App Support.

We're here to help.



YubiKey OTP Two-Factor Authentication with OpenVPN and Viscosity

After setting up your own OpenVPN server, you may want to enhance it's security. One way to do that is to use 2FA (Two Factor Authentication). This adds another security measure to prevent unwanted users connecting to your server. One type of 2FA is OTP (One Time Password) with a YubiKey. This guide will expand on setting up an OpenVPN server on Ubuntu by adding YubiKey OTP support to that server using Viscosity's built in Challenge/Request support.

Preparation

For this guide, we assume:

  • You have already installed the latest version of Ubuntu (16.04 at time of writing)
  • You have root access to this installation
  • You have already an OpenVPN server running using one of our guides
  • You already have a copy of Viscosity installed on your client device and already setup for this server
  • You have a YubiCo YubiKey that supports OTP

This guide assumes you have followed one of our server setup guides and you are already able to connect to the server we will be modifying using certificate/key authentication. This guide will add two more authentication steps. A username and password using PAM, and a challenge request using a YubiKey's OTP support.

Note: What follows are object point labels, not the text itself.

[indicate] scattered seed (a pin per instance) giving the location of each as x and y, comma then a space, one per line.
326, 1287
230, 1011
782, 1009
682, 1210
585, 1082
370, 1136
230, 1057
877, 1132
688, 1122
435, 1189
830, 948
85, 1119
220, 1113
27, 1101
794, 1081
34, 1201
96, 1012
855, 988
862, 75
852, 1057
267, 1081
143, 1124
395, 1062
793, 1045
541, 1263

PAM authentication is the simplest form of username/password authentication we can use with OpenVPN. PAM uses the Ubuntu's user management to authenticate against so we don't need to manage an extra database of username and passwords. If you want to add a new user to be able to authenticate, you can simply add the new user with the useradd command in Ubuntu.

Ubuntu

The follow instructions for Ubuntu assume that you have already setup an OpenVPN server using our Setting up an OpenVPN server with Ubuntu and Viscosity guide.

Modifying the Server

To get started, we need to install some extra dependancies. The first one is Python PIP, this will allow us to install extra packages, install it by running the following from your Ubuntu server's command line:

apt-get install python-pip

After this installation is finished, update PIP by running:

pip install --upgrade pip

Next, install PAM and yubico-client using PIP:

pip install pam

pip install yubico-client

Next you will need to download our script for OpenVPN to use. Do this with:

cd /etc/openvpn

wget https://raw.githubusercontent.com/thesparklabs/openvpn-two-factor-extensions/master/yubikey-otp/openvpn_otp_auth.py

After the file is in place, we need to make it executable by running:

chmod +x /etc/openvpn/opevnpn_otp_auth.py

We now need to get a YubiCo apikey for their cloud services for checking YubiKeys. To do this, go to https://upgrade.yubico.com/getapikey/ and simply follow the instructions to get your ClientID and Secret Key. Once you have these, edit opevnpn_otp_auth.py with nano /etc/openvpn/opevnpn_otp_auth.py and find the following lines:

yubicoClientId = 'YOURCLIENTID'
yubicoSecretKey = 'YOURSECRETKEY'

Replace YOURCLIENTID with your Client ID, and YOURSECRETKEY with your Secret Key and save the script.

Finally, we need to modify the OpenVPN server configuration. First, stop the server using:

systemctl stop openvpn@example

Then edit the server configuration using:

nano /etc/openvpn/example.conf

Scroll all the way to bottom then on a new line add the following:

#Use a script to authenticate username/password and yubikey OTP
auth-user-pass-verify opevnpn_otp_auth.py via-env
script-security 3

Now find the following two lines:

user nobody
group nobody

And comment them out, changing them to:

#user nobody
#group nobody

Save the configuration then restart the server:

systemctl start openvpn@example

Setting up Viscosity

Now the server is setup, we need to make two small changes to our configuration in Viscosity.

  • Open Viscosity's Preferences and edit your connection.
  • Go to the Networking tab and tick 'Use Username/Password authentication'

  • Go to the Advanced tab, then on a new line add:
    static-challenge "Activate your YubiKey" 0

  • Save the connection

The comment in quotes for the static-challenge command you added, i.e. "Activate your YubiKey" is what is displayed to the user when the YubiKey OTP password needs to be entered. You can change this message to whatever you like.

Now that changes to your configuration in Viscosity have been made, connect to the server to test the changes! You will see an extra Password window appear during the connection process, tap your YubiKey when you see it.